Örneğin bir ev yapmak isteyen usta, günlerce inşaatının yapılışını zihninde canlandırır. Sonra da işe koyulur. İşte yoluna revan olunan emele ulaşmak için yapılan canlandırma da, usta için bir zikirdi. Bir öğrencinin, başarı elde etmek istediği derste birçok soru çözüp, soru çözmede zihnini geliştirip pratikleştirmesi de, kendi çapında bir zikirdir. Yani aynı formülü farklı sorularda defalarca çözerek, istenilen kıvamı zihninde melekeleştirir.
Zikretmek, madden ve manen yani fiziksel ve zihinsel bir hizmet ve üretim biçimidir. Ayetlere dikkat ettiğimizde ise, “ZİKRULLAHİ EKBER” olarak bize en büyük zikir bildirilmiştir. Çünkü esas kurtuluş ebediyettedir. Zikrullah ise, ebediyetimizi cennete çevirecektir.
Zikrullahtan uzak kalan ise, fasid bir dairede ömrünü tüketir. Özüne eremez olur. Çünkü öze dışarıdan erilmez. Ermek erimektir ki bu hal dışarıdan bilinmez. Eriyen ise zaten hiç bilinmez. Hatta hatta buharlaşarak olur görünmez.
Emelinde kıvrılan yay gibi kıvrılmadıkça hedefine ulaşamazsın. Yani zikrinle bütünleş ki hedefe varasın. Öylece huzura eresin. Zikirle hep huzurda ol. Zira namazdan önce huzurda olmayan, namazda da huzurda olamayacaktır.
Zikirler ile kişi kargaşadan soyutlanıp büyük resmi görmeye başlar.

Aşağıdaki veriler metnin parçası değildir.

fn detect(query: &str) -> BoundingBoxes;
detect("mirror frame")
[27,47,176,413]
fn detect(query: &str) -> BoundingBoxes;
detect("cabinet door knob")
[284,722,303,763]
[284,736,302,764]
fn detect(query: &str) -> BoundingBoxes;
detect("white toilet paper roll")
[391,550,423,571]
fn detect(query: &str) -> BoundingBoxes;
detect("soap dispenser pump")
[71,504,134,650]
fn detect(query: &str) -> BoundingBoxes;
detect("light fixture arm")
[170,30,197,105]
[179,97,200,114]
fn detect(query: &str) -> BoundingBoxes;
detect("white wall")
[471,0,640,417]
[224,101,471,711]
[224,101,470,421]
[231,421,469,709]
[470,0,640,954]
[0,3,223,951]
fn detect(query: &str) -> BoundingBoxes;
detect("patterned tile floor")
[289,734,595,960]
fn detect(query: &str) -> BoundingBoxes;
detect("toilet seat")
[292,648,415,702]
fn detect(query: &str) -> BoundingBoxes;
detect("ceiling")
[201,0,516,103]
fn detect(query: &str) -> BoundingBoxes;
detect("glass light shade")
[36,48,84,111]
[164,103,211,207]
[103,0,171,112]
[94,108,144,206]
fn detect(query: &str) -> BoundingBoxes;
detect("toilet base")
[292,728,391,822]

Gündelik kargaşadan arınıp büyük resmi keşif eden Allah’ın kulları her an mevcutturlar.
Maddi abdest aldığımız gibi, manevi abdesti de alalım. Manevi abdest, bilincinden Allah yanısıra her şeyi yıkamaktır atmaktır. Bu çok zor gelebilir. Madem bu yıkama çok zor, o zaman en azından teyemmüm al. Manevi teyemmüm, masivanın üzerini ince bir toz tabakasıyla örtmendir.

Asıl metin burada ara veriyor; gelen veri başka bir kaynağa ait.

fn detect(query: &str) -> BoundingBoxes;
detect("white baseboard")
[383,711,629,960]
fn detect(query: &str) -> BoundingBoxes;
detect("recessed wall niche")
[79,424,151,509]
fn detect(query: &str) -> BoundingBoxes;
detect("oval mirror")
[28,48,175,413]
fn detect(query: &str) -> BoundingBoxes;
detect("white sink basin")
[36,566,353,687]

Maddi abdesti her kişi alır. Manevi abdesti ise, er kişi alır. İşte mutlak seyrin oluşumu için manevi temizlik şarttır. O da zikirde devamla oluşur. Kişiyi bir anda alıp hakikate erdirecek sihirli bir değnek yoktur. Temizlenen ve marifete ermek için didinen,emeline kavuşacaktır. Çünkü, ayet der ki; kişiye ancak çalışmasının karşılığı verilecektir.

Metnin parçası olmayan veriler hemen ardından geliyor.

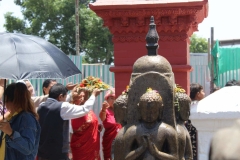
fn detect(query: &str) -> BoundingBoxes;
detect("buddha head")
[114,94,128,126]
[138,88,163,123]
[174,86,191,121]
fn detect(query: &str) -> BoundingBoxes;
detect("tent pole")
[210,27,214,93]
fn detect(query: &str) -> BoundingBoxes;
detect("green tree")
[80,9,113,64]
[190,34,208,53]
[4,0,113,64]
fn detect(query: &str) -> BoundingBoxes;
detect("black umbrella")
[0,32,82,118]
[0,32,81,80]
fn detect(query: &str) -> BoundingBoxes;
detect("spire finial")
[146,16,159,56]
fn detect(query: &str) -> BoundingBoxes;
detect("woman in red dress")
[99,88,122,160]
[70,88,101,160]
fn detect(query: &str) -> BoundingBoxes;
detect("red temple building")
[90,0,208,95]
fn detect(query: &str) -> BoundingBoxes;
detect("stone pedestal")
[90,0,208,95]
[190,86,240,160]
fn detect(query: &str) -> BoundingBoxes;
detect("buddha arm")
[148,129,178,160]
[124,127,146,160]
[185,133,193,160]
[125,144,146,160]
[149,142,178,160]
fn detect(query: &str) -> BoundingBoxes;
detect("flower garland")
[174,84,186,93]
[174,84,185,111]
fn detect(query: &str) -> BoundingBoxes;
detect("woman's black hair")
[225,79,240,87]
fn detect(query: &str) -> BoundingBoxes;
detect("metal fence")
[190,53,210,95]
[8,53,211,97]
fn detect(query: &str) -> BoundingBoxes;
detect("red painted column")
[110,40,146,96]
[159,40,192,94]
[90,0,208,96]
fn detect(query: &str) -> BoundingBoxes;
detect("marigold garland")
[174,84,186,111]
[174,84,186,93]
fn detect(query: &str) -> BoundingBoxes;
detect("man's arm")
[60,89,101,120]
[60,95,95,120]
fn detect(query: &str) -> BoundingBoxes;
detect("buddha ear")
[158,104,163,120]
[137,103,142,121]
[122,106,127,122]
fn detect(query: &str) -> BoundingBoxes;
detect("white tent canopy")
[190,86,240,120]
[190,86,240,160]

Zikirde daim olmanın sonucunda seyre başlarsın. Seyirle beraber sukut-i hayallere uğrarsın. İşte Allah’ın zuhur ettiği her tecelliyi seyrettiğinde ise, sükût-i hayali yaşayacak ve hayretine hayret katacaksın. Çünkü Allah’ın işi gariptir kula göre. Kul olanı görünce sukut-i hayalle buluşur kendi indinde. Öylece zevke ram olarak seyrine muttali olur. Sahip yani malik dilediğini yapıyor. Zikirde ram olmayan ise, niye böyle diye isyan ediyor. İşte olayı idrak edememekteki tüm mesele, zikirden uzak yaşamakla oluyor.
Kur’an/okunan yani insandan okunan Allah’ın düzenini bir okusak, işte o zaman zikre eman vermez oluruz. Çünkü tüm hazinenin zikrullahda saklı olduğunu anlamış oluruz.
Eğer zikir terkedilirse herşey aslına döner. Zikir devam ederse zikir istikametinde değişim devam eder. İşte tüm bu değişim kişinin derunundan ulaşan rahmani el ile olacaktır.
Zikrullahtan yoksun olan kişinin ne kadar dünyevi malı olursa olsun, biraz daha olsun der, ona göre de harcama hırçınlığı artacak ve mutluluğu da gittikçe azalacaktır.
Velhasıl iman ve getirisi olan zikir olmadan insan asla mutlu olmayacaktır. Tüm mutluluk muştusunu senle senden yarattı yaradan. Kendini çıkar aradan. Hicret et buralardan. Rabbe verdiğin sözde dur ey adam.